The amount of CBD you should take depends on a range of factors, including:

  • Your body weight,
  • The condition you’re dealing with,
  • Your individual body chemistry,
  • The concentration of CBD in the product that you’re using.

 

A lot of different variables go into determining how much CBD you should take. That’s why it’s essential to reach out for a doctor’s opinion before taking any products containing CBD.

Also, if you start with, for example, 40 mg, but it doesn’t provide the desired effects, the dosage can be increased by 5 mg after a week, then another 5 mg after next week, and so on until the right dosage is determined.

This should be done only after consulting a medical professional with enough expertise in the field, especially if any other medication is taken along with CBD.

 

Myth 3: CBD Gets you Fast Results

While this one is true when it comes to marijuana, CBD doesn’t work the same way. The rapid psychoactive response that is a result of smoking marijuana does not apply to Cannabidiol. Most people report that with CBD, results tend to appear gradually, after days or weeks of consistent use.

The benefits of CBD are much less about immediate results and more about the benefits that add up over time. Taking it daily can help keep conditions such as inflammation, anxiety, or insomnia in order, but in this case, patience is key.

 

Myth 4: CBD is a Scam

Some people express disbelief that CBD can really have pronounced effects on the human body. It seems like those who doubt it also forget that medical CBD has been legal in the UK since 2018, and the American-approved medication called Epidiolex, which contains CBD and can be used to treat epilepsy, is licensed for use in the UK.

However, many still point out that the benefits of CBD might be overstated by those trying to push it out on the market or that there’s not enough research and evidence available.

The reason behind it might come from the fact that many non-medical products are being introduced, such as coffee, bath bombs, creams, balms, and even sexual lubricants, which are advertised as “infused” with CBD, when the truth might be that they don’t contain it at all, or amounts that are not enough to have an effect.

Therefore, it’s entirely possible to purchase low-quality products, which might be compared to buying hibiscus tea, which is 99% green tea leaves and 1% aroma and has never even stood on a shelf close to real hibiscus.

Scams exist and have been around since the dawn of humanity, so, for this reason, make sure that you buy CBD products of your choice and equipment that can make the process of taking CBD more enjoyable from reliable sources.

 

Myth 5: CBD is Addictive

Current scientific evidence, such as a comprehensive report on CBD prepared by the World Health Organization, suggests that while heavy cannabis use for some people may increase the risk of developing cannabis dependence, CBD by itself does not appear to be addictive.

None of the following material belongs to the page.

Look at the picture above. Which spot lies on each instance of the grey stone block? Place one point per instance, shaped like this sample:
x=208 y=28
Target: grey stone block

The WHO report concluded that:

“In humans, CBD exhibits no effects indicative of any abuse or dependence potential.”

When it comes to concerns related to withdrawal issues, CBD derived from hemp plants contains little to no THC (less than 0.3% according to federal law in the U.S.), meaning that there’s virtually no risk of developing cannabis withdrawal symptoms.

 

CBD myths

 

Final Thoughts

There are plenty of misconceptions regarding this substance, which has been proven by numerous studies, like those mentioned above, to be non-addictive.

It can also be found in medicine that has been approved by organizations such as the U.S. Food And Drug Administration or, in the UK, the Medicines and Healthcare products Regulatory Agency.

In conclusion, certain aspects of CBD remain misunderstood, as shown in the above article, which is why it is important not to believe everything we hear about CBD, but to further educate ourselves on this topic.